There’s a classic talk (warning: salty language) from Jacob Thornton, creator of Bootstrap, Hogan.js, and more. He talks about the toll that open source takes on a person, especially if that project becomes popular. Good governance and codes of conduct can alleviate that stress. “Open source can just be a really thankless place where you make something people love and then all of a sudden people are yelling at you,” said Chipps. “It's not great. Open source governance allows for a support system for those folks.”
Projects that have found success, especially projects that have an associated business built around their open sourced code, can find corporate investors. These groups may provide financial or technical support, but they can also start to skew a project’s mission. “One key lesson for us was to separate the governance for business and for technical work,” said Dolan. Plenty of corporations use OSS in their solutions and generate real revenue. “They quickly realize the need to contribute back. The alternative is a situation that will cost them too much money to maintain a project codebase out of sync with the upstream community. And this is how many of our projects find a sustainable cycle and, hopefully, long term success.”
These governance rules aren’t just so contributors feel good about the work that they put in; they also serve to ensure that the project moves in helpful directions.
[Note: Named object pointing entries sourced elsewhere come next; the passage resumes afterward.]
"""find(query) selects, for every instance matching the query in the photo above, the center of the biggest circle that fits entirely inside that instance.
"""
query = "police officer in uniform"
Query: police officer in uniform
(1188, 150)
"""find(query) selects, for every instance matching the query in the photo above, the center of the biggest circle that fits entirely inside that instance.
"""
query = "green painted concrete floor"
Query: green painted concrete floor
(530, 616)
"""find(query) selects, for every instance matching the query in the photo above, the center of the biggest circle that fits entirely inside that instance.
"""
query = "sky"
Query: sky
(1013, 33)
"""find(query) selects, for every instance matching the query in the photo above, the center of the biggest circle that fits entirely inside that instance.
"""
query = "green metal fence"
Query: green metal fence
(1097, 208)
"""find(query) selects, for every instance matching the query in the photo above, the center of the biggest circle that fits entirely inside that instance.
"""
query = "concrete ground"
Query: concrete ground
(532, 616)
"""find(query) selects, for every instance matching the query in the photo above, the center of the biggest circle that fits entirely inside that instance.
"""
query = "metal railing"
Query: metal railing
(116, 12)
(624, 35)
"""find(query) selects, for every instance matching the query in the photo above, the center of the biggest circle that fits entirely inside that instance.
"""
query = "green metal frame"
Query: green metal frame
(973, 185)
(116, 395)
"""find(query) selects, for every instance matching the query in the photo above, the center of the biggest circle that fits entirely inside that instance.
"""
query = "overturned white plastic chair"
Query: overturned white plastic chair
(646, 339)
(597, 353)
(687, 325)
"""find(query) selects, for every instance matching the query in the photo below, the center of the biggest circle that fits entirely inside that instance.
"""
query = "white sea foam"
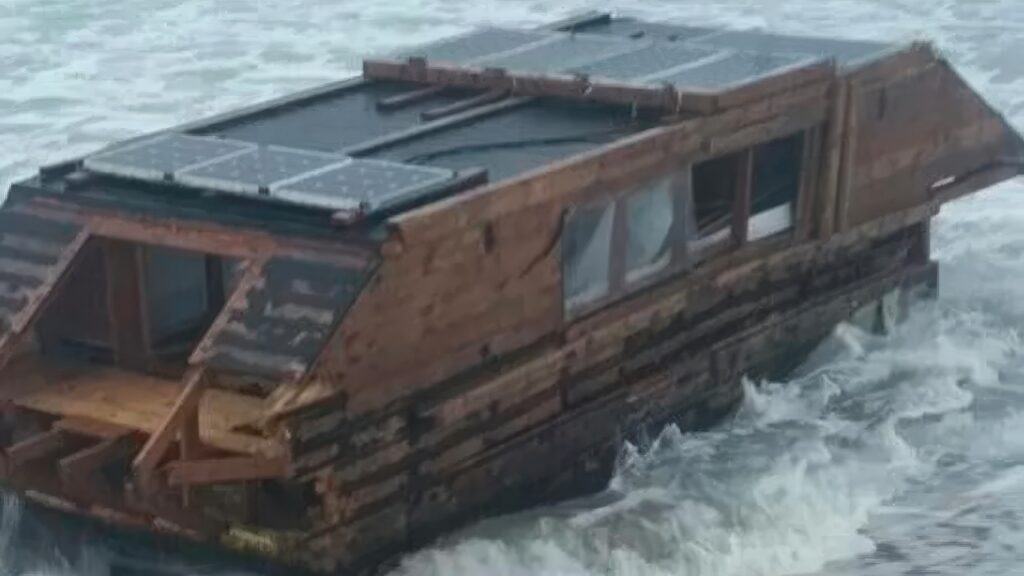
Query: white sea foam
(884, 455)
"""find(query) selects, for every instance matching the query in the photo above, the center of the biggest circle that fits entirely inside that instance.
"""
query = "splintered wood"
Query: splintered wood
(133, 401)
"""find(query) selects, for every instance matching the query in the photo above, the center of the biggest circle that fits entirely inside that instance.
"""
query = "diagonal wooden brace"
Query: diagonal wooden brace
(185, 409)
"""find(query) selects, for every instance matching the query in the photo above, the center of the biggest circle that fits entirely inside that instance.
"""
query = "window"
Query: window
(649, 217)
(668, 223)
(775, 187)
(175, 284)
(587, 249)
(715, 184)
(621, 243)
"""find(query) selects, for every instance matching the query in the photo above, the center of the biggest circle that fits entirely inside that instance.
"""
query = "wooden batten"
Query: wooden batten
(199, 237)
(529, 84)
(486, 97)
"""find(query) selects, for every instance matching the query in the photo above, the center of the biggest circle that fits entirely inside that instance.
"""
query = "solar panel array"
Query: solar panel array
(372, 184)
(696, 58)
(309, 178)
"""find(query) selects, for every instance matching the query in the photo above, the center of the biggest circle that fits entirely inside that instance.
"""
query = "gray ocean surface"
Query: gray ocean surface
(883, 455)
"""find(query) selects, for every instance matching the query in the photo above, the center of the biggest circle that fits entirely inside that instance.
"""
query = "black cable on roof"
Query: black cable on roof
(600, 137)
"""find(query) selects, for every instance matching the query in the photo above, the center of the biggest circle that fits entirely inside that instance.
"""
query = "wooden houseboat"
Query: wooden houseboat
(327, 328)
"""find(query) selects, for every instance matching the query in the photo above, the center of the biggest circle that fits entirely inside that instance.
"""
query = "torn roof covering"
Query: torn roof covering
(301, 152)
(641, 53)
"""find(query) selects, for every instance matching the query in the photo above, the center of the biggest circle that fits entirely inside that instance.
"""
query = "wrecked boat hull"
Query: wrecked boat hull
(328, 329)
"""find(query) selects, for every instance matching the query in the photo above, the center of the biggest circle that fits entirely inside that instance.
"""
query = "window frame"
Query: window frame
(683, 257)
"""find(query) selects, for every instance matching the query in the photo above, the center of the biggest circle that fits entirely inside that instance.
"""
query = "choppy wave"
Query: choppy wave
(895, 454)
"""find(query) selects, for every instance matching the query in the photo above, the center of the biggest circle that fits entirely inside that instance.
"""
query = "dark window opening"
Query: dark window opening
(776, 186)
(139, 306)
(649, 214)
(715, 183)
(586, 255)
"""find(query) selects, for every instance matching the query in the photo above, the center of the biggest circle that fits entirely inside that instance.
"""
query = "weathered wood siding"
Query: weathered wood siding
(545, 426)
(910, 128)
(479, 276)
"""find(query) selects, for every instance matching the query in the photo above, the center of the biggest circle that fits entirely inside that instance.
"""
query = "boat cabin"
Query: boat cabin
(328, 327)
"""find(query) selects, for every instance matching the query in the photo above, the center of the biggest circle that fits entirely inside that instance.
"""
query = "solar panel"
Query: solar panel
(845, 51)
(475, 44)
(259, 169)
(366, 184)
(732, 70)
(647, 60)
(160, 157)
(564, 52)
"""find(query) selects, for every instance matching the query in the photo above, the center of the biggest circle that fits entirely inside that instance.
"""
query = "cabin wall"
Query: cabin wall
(479, 276)
(462, 327)
(456, 379)
(911, 124)
(486, 445)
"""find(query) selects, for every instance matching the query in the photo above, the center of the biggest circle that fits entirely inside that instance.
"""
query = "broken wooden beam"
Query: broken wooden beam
(159, 443)
(79, 468)
(91, 428)
(218, 470)
(464, 105)
(34, 448)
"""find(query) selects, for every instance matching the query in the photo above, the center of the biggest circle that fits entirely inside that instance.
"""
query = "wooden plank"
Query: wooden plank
(160, 441)
(519, 84)
(221, 470)
(741, 198)
(41, 296)
(409, 98)
(846, 165)
(392, 138)
(91, 427)
(201, 237)
(829, 181)
(903, 60)
(127, 304)
(252, 276)
(79, 467)
(40, 446)
(137, 402)
(779, 81)
(809, 178)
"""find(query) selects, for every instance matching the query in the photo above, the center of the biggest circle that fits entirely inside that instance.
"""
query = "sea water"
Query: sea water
(883, 455)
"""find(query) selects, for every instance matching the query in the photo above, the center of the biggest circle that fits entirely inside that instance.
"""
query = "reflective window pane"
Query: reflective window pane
(587, 247)
(649, 215)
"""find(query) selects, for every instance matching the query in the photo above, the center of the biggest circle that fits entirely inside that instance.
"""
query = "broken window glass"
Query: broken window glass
(776, 184)
(587, 252)
(175, 286)
(649, 215)
(714, 192)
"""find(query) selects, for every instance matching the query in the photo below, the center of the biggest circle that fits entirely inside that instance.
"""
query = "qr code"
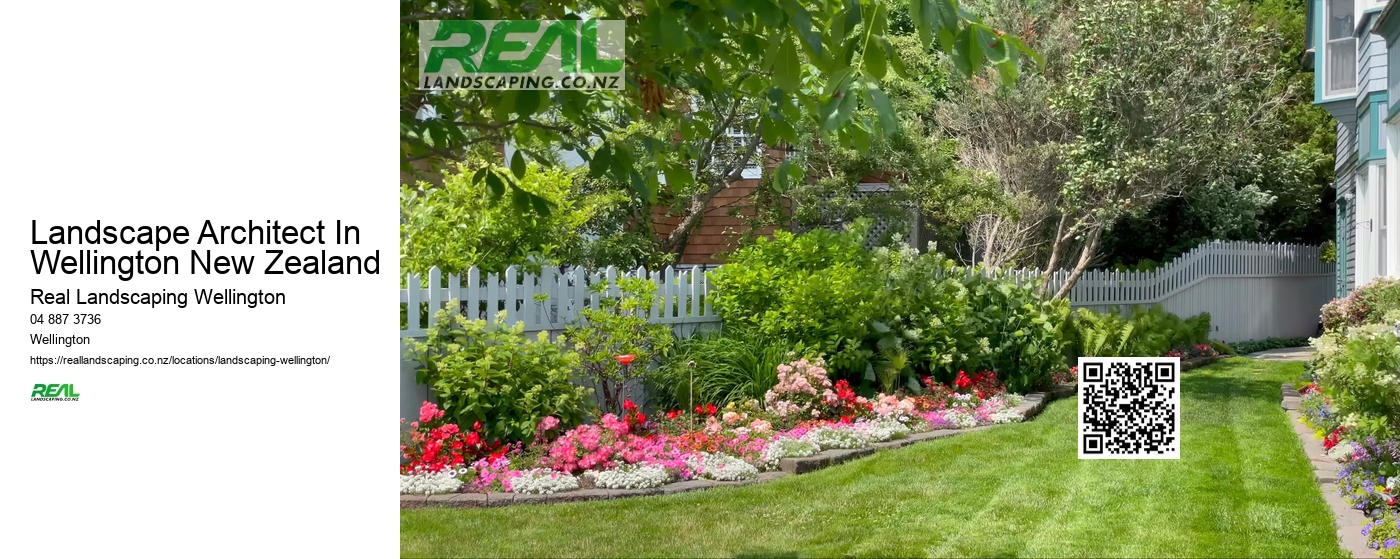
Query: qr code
(1130, 408)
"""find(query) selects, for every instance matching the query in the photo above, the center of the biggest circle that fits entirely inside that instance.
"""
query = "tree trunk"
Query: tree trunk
(1056, 248)
(1085, 257)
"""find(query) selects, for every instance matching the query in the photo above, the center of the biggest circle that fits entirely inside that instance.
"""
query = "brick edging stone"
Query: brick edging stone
(1033, 404)
(1325, 471)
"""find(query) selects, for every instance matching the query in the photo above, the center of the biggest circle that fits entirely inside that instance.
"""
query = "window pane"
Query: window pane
(1339, 18)
(1341, 65)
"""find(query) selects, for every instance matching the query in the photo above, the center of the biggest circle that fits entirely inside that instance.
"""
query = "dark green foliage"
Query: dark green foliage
(1145, 332)
(496, 376)
(884, 318)
(1262, 345)
(725, 367)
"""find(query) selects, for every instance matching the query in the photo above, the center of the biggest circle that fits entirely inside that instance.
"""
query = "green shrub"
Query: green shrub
(1147, 332)
(1018, 334)
(1263, 345)
(1228, 350)
(619, 327)
(814, 289)
(457, 226)
(1358, 371)
(1367, 304)
(920, 327)
(725, 367)
(492, 373)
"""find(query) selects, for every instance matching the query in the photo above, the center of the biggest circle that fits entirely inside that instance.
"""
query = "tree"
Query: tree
(1140, 102)
(802, 60)
(919, 164)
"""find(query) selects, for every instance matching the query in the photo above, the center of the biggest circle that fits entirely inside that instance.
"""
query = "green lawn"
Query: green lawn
(1242, 488)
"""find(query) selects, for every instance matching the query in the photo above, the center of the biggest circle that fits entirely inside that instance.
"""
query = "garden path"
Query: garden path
(1285, 355)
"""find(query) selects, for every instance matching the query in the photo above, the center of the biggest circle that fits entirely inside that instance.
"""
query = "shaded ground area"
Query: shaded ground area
(1285, 355)
(1242, 488)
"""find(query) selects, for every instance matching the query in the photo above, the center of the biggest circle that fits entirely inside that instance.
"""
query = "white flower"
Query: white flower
(839, 437)
(542, 481)
(721, 467)
(632, 477)
(429, 484)
(787, 447)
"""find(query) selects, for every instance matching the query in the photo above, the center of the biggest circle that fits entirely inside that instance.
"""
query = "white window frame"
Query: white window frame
(1329, 45)
(1382, 217)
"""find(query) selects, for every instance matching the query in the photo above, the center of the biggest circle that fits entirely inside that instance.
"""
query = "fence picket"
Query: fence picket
(553, 297)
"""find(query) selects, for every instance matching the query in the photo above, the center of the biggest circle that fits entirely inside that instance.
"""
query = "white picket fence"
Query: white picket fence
(1208, 261)
(550, 300)
(1252, 292)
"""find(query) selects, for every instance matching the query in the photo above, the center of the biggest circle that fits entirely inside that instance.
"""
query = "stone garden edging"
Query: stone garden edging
(1033, 404)
(1325, 471)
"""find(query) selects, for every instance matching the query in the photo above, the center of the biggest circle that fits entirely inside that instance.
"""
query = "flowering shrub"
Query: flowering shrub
(892, 406)
(422, 482)
(606, 446)
(496, 376)
(493, 474)
(434, 444)
(1382, 534)
(847, 405)
(787, 447)
(721, 467)
(1199, 350)
(1066, 377)
(630, 477)
(839, 436)
(802, 391)
(542, 481)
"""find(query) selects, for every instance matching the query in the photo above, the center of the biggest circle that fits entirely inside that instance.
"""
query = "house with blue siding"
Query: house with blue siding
(1353, 56)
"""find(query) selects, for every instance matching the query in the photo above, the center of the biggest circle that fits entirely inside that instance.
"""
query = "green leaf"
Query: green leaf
(494, 187)
(921, 11)
(527, 101)
(888, 121)
(968, 53)
(518, 164)
(874, 58)
(787, 66)
(801, 21)
(520, 201)
(678, 175)
(601, 161)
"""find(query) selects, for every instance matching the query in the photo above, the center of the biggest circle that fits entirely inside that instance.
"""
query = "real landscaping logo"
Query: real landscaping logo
(521, 55)
(53, 392)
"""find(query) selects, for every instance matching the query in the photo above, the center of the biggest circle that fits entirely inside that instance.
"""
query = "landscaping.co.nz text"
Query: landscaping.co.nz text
(133, 362)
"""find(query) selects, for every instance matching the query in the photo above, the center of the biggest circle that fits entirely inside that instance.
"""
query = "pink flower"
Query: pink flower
(549, 422)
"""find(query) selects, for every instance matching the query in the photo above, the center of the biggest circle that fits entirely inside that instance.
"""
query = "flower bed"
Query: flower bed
(808, 447)
(805, 423)
(1350, 398)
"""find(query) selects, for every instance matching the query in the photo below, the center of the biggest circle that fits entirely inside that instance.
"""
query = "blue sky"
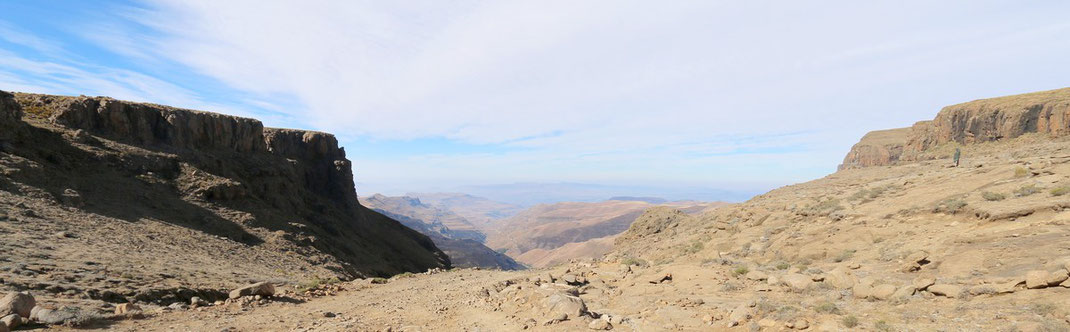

Regardless of style, most projects have a proposal and RFC process that put any new features through their paces. “It's important for us that any feature we're looking to add today is serving a concrete need, not just adding to the language speculatively,” said Cavanaugh. “Once we're comfortable with a feature proposal, the last step is getting it implemented, after which time we can try it out, work out any edge cases, and make sure we've created something that will be a good ‘forever’ addition to the language.”
The Linux foundation may be the current gold standard for governance. They started early and essentially created the modern idea of open source. The Linux operating system conceived code contributions like a bazaar, not a cathedral; that is, anyone can contribute, not just the elect. Because they were early to open source, they’ve gained plenty of experience over time. “The Linux foundation as a parent foundation is a good example of governance,” said Chipps. “Because it has failed at so many things, it's had to become a better at everything it does. It started out as an adversarial place to be. Now has so much bureaucracy that that's not possible.”
Dolan agrees: good decisions come from experience, and experience comes from breaking things. “We’ve certainly learned by doing, breaking things, and having to help fix them, too. That doesn’t apply to just software, but the governance models themselves. We’ve also hired open source professionals who built and broke many things before they came to the Linux Foundation and brought those experiences to the table as we set up new communities.”
Open source projects and their governance, like the code itself, is still a work in progress. It’s still figuring out what works as a governing model and how to make all-volunteer contributions into a sustainable model. But they’ve already changed the world, and they’ll continue to change with the world.